The notorious 17th hole on the Earth Course at Jumeirah Golf Estates in Dubai
The notorious 17th hole on the Earth Course at Jumeirah Golf Estates in Dubai Image Credit: Supplied

A short par-three. It is the 17th hole and you are vying for the lead. Grab a wedge and pop it on the dancefloor. Easy.

That is the theory, but trying to put that into practice has seen the demise of many a golf professional over the years at TPC Sawgrass’ infamous 17th island hole.

Only this week, more players seemed to find water than green in horrendous conditions at the Players Championship in Florida.

During such torrid weather, Shane Lowry stood alone as he aced the hole while pretty much all others succumbed, calling it “unhittable”.

The Irish golfer became only the 10th player to record a hole in one on the 17th in the tournament’s 47-year history.
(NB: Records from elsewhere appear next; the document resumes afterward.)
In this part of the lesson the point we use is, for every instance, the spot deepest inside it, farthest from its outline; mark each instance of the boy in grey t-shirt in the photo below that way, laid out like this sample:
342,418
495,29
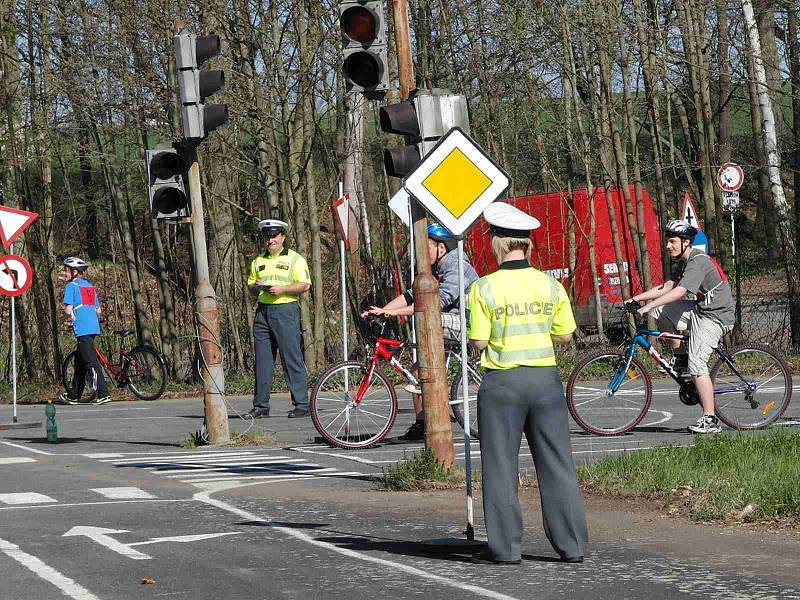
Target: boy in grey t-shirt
706,319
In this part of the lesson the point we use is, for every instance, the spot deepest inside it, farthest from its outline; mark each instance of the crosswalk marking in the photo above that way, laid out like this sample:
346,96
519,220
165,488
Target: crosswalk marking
122,493
220,466
25,498
13,460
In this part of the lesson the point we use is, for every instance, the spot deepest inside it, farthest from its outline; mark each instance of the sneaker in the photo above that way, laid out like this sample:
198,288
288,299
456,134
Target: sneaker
67,399
258,413
415,433
706,424
413,389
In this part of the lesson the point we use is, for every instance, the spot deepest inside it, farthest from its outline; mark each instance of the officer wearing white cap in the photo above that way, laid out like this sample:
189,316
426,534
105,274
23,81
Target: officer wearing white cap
516,315
278,276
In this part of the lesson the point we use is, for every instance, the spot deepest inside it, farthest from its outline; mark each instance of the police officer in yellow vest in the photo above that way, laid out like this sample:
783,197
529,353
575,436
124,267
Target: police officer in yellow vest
278,276
516,314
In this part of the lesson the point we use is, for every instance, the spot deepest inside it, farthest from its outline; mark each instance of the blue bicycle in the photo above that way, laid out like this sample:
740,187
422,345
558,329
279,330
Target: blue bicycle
610,391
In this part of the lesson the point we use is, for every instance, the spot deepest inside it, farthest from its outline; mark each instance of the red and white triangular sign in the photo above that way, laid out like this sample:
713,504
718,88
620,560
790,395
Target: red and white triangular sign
341,213
13,222
690,213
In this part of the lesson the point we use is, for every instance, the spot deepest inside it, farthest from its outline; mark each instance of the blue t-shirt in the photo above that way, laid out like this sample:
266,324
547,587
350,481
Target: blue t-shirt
83,298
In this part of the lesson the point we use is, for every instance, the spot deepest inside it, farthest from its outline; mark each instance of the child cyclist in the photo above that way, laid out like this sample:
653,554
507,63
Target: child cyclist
82,305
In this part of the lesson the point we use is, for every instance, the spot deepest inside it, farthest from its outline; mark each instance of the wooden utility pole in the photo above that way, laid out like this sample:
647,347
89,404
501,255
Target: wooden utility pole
207,314
427,305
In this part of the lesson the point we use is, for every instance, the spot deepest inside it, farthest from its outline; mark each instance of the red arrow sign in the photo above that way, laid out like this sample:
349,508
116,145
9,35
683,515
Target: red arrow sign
13,222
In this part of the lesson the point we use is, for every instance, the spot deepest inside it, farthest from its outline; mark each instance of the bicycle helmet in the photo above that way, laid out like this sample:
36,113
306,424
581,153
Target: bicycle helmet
439,233
681,229
73,262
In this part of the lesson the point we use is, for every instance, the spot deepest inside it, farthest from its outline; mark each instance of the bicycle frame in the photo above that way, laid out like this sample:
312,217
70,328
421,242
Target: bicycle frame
640,339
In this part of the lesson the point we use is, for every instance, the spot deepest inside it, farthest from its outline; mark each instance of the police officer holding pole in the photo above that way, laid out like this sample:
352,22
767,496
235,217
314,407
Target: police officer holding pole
278,276
516,315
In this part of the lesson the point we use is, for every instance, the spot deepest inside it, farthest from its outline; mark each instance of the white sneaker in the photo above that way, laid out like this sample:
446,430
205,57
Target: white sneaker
412,389
706,424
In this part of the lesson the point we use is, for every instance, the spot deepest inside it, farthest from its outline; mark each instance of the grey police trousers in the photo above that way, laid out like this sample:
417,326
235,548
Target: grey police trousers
529,400
277,329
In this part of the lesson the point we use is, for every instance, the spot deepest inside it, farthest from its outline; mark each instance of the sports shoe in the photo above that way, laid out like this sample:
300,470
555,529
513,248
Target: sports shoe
415,433
258,413
413,389
706,424
67,399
The 17th hole at TPC Sawgrass
The 17th hole at TPC Sawgrass Image Credit: AFP

The hole is notorious for swallowing up players’ tee shots in the water surrounding the green. Amid tough, windy and sometimes wintry weather conditions, 14 shots were hit into the water on Sunday during the completion of the second round alone — the competition is still ongoing even though we are well past the expected Sunday finish.

To give some perspective, if you get the chance, take a look online at Fred Couples’ majestic performance on the hole back in 1999 — and that was just for a par.
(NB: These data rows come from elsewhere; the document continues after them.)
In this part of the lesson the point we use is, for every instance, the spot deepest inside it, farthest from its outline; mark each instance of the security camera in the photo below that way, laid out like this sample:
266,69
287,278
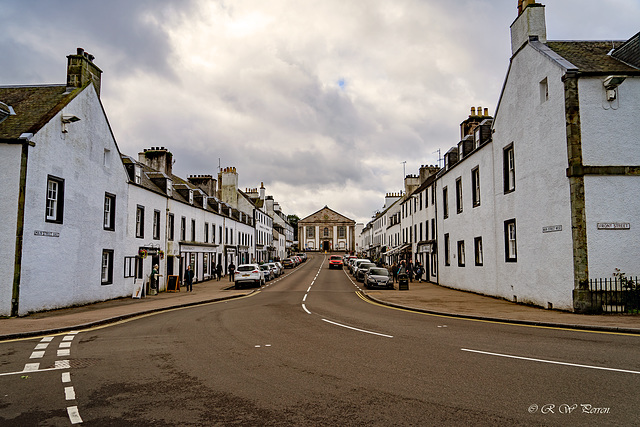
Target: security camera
612,82
69,118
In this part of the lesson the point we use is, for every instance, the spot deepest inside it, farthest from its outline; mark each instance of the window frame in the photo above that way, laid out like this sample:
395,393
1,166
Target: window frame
57,210
509,168
510,249
156,224
106,277
139,221
475,186
461,254
171,223
447,253
478,251
445,202
109,215
459,201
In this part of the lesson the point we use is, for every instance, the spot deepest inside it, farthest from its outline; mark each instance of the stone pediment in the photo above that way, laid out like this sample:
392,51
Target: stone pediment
326,215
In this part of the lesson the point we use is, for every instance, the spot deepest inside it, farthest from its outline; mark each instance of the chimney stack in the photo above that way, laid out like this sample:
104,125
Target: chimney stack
529,25
158,158
81,70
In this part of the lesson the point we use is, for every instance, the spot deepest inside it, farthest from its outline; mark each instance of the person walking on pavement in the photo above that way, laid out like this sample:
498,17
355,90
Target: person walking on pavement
418,271
394,272
232,271
188,278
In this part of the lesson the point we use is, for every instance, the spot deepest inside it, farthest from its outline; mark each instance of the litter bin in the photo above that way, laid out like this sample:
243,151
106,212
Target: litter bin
403,282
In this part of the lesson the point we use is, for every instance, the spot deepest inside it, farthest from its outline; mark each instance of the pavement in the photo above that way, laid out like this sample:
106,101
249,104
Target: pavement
421,297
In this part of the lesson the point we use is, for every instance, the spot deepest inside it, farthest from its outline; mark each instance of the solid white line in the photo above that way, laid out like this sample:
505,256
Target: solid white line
74,415
62,364
6,374
551,361
69,393
356,329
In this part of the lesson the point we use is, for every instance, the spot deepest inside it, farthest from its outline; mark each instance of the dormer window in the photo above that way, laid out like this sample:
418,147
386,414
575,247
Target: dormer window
138,176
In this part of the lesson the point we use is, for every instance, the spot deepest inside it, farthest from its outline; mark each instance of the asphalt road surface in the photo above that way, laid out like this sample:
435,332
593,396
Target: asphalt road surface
309,349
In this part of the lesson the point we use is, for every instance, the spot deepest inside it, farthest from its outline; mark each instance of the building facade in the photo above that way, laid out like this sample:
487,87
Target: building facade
326,230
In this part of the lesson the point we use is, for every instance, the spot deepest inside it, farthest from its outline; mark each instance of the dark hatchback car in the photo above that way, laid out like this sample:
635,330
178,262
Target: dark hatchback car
378,276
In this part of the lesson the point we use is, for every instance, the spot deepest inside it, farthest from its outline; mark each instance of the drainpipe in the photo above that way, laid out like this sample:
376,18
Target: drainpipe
25,140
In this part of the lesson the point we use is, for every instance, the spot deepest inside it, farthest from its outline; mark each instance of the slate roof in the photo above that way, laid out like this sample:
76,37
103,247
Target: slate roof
592,56
34,107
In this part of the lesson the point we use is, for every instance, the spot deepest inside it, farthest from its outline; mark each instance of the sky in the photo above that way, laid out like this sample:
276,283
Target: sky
325,102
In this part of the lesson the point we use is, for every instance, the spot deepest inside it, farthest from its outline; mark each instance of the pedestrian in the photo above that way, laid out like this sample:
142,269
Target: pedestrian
219,271
188,278
394,272
153,280
232,271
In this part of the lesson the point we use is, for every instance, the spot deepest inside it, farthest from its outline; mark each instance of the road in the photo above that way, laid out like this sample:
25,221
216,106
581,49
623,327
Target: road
309,349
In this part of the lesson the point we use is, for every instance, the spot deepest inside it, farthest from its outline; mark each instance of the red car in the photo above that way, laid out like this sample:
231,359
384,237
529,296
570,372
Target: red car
335,261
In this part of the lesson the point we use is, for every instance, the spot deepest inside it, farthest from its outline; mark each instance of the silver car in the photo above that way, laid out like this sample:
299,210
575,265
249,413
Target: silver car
266,270
274,269
248,273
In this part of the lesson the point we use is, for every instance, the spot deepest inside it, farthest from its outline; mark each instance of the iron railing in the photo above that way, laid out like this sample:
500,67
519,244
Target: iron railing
618,294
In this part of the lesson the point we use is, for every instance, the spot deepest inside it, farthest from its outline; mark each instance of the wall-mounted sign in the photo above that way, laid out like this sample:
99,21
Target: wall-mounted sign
551,228
46,233
614,226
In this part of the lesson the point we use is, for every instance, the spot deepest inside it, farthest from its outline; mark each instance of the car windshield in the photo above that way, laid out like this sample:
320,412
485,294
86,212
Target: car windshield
378,272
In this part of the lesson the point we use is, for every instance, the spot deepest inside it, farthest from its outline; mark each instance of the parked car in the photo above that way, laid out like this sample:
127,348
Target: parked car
280,266
248,274
335,261
355,264
288,263
378,276
274,269
362,270
268,274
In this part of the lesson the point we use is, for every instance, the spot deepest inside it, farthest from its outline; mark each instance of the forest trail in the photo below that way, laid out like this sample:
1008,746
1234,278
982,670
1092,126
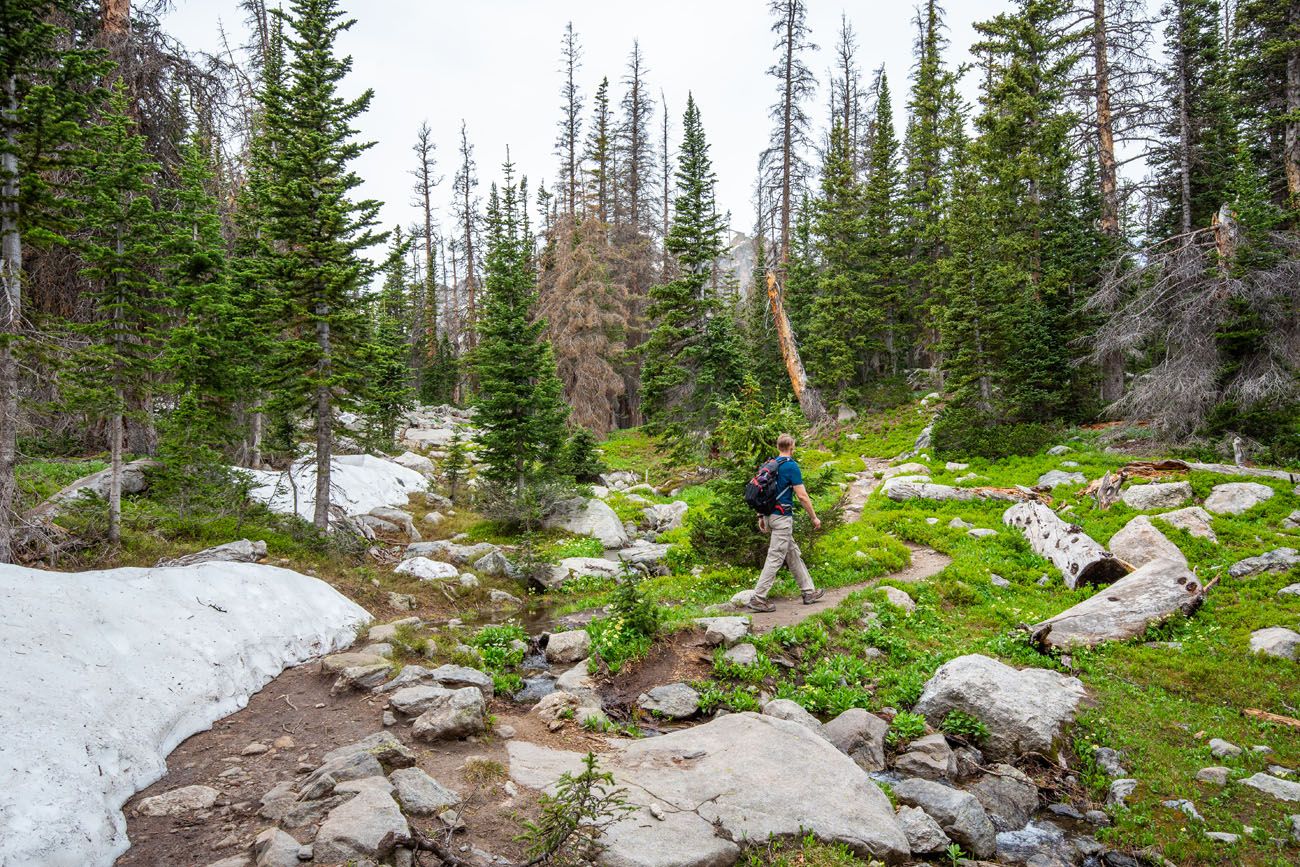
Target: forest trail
924,563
Closer to home, the Jumeirah Golf Estates’ signature 17th was inspired by the notorious Sawgrass monster. Both holes are simple on paper, but in reality they are entirely different beasts.

“While, thankfully, I have never had to experience the 17th at Sawgrass is such conditions, we have our own torment here at the Earth Course,” Stephen Hubner, Jumeirah Golf Estates Director of Golf, explained to Gulf News. “Greg Norman designed the whole course and of course the 17th here is often likened to the infamous hole at Sawgrass. Both are surrounded by water on all sides and — apart from that mental factor playing on your mind of getting wet — holes like this are tricky for a number of other reasons.
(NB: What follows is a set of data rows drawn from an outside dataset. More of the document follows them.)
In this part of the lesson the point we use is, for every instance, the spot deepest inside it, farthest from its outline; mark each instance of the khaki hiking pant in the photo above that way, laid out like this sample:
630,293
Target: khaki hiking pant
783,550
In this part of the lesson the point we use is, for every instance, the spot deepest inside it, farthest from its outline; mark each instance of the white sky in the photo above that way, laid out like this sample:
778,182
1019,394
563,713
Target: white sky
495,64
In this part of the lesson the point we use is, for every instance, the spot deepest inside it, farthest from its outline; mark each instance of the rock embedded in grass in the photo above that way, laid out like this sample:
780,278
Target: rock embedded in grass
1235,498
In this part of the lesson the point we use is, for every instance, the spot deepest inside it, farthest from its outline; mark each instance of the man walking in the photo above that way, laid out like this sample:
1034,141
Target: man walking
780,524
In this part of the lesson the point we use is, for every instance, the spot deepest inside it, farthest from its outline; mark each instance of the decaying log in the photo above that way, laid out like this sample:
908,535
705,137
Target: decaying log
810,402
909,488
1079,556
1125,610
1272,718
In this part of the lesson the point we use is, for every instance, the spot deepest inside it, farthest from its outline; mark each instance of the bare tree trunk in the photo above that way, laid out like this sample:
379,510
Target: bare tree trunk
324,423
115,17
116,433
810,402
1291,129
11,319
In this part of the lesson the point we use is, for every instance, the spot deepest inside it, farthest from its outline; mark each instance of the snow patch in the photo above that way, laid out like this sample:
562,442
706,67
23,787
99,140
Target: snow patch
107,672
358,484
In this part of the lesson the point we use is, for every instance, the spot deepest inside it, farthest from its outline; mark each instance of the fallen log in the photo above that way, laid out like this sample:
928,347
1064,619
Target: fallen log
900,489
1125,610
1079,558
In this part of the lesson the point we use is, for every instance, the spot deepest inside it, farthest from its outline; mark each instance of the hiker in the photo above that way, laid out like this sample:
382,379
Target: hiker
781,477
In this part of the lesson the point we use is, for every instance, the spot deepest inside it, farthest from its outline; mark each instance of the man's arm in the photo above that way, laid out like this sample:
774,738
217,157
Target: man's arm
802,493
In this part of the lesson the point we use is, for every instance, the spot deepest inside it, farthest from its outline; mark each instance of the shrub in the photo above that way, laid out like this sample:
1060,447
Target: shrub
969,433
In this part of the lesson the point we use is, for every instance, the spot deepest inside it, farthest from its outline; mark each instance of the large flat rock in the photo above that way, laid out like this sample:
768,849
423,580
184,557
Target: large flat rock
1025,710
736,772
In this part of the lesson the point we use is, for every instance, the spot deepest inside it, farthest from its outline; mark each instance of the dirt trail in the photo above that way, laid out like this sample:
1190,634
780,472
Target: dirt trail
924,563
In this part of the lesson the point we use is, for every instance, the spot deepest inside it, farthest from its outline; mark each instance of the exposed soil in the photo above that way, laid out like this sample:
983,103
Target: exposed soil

“It sounds easy as it can play as short as 93 yards from the front tees, but on a championship day, that goes back to 195 yards and, with a tricky pin position, it can be next to impossible to break par. This factors into a lot of golfers’ heads and they end up playing safe rather than risk getting into the water.

“We have four different tees at the 17th and they all play very differently. The one factor in all of them is the water and it can be very easy to find it.

“Standing over your ball — even though it looks short — it is such an intimidating hole and can play as long as 215 yards. That is no pitch and putt.

“We also have trees all along the left hand side of the tee with really narrows the perspective and any errant shots will be punished.”

So what happens to all those balls that are never recovered by the players?

“From time to time, divers come in to clear out the water,” says Hubner. “They are a private company and I am sure they have a big collection.”

Despite the tough finish to the ‘Golden Mile’ at the Earth Course, most players who have played the 17th on the Earth Course at the DP World Tour Championship have nothing but positive things to say about the challenge.

“Every player is in the same boat when it comes to holes like this,” Hubner says. “A lot of the guys give nothing but great feedback. They love the course — especially 15 to 18, where anything can happen and make of break a round. Only a few months ago, Rory McIlroy came a cropper over the final few holes at the DP World Tour championship just when he looked like winning, only to get swallowed up by Collin Morikawa. It can be a ruthless game, regardless of how good you are.”

Hubner admits that he himself — still a professional golfer despite not playing as often as he used to — has had a painful experience on the 17th at JGE.

“I am still playing but not so much over the past 10 years,” he says. “I recall playing in the PGA Championships here — we had one round on the Earth Course and one on at Dubai Creek. During the first round I was actually leading on two-under as we got to the 17th. The pin was at the front of the green and I just lost the plot. I shanked my shot, pinged it off a garden wall and found some mulch. I walked all the way up, discovered I could not play or take a drop and had to go all the way back and take three off the tee, before I three putted. To make matters worse I took a nine on the last to drop from two-under to five-over.”

So next time you see a golfer line up a simple wedge to an island green, bear in mind the agony that lies just ahead.

Grab a wedge and pop it on the dancefloor. Easy?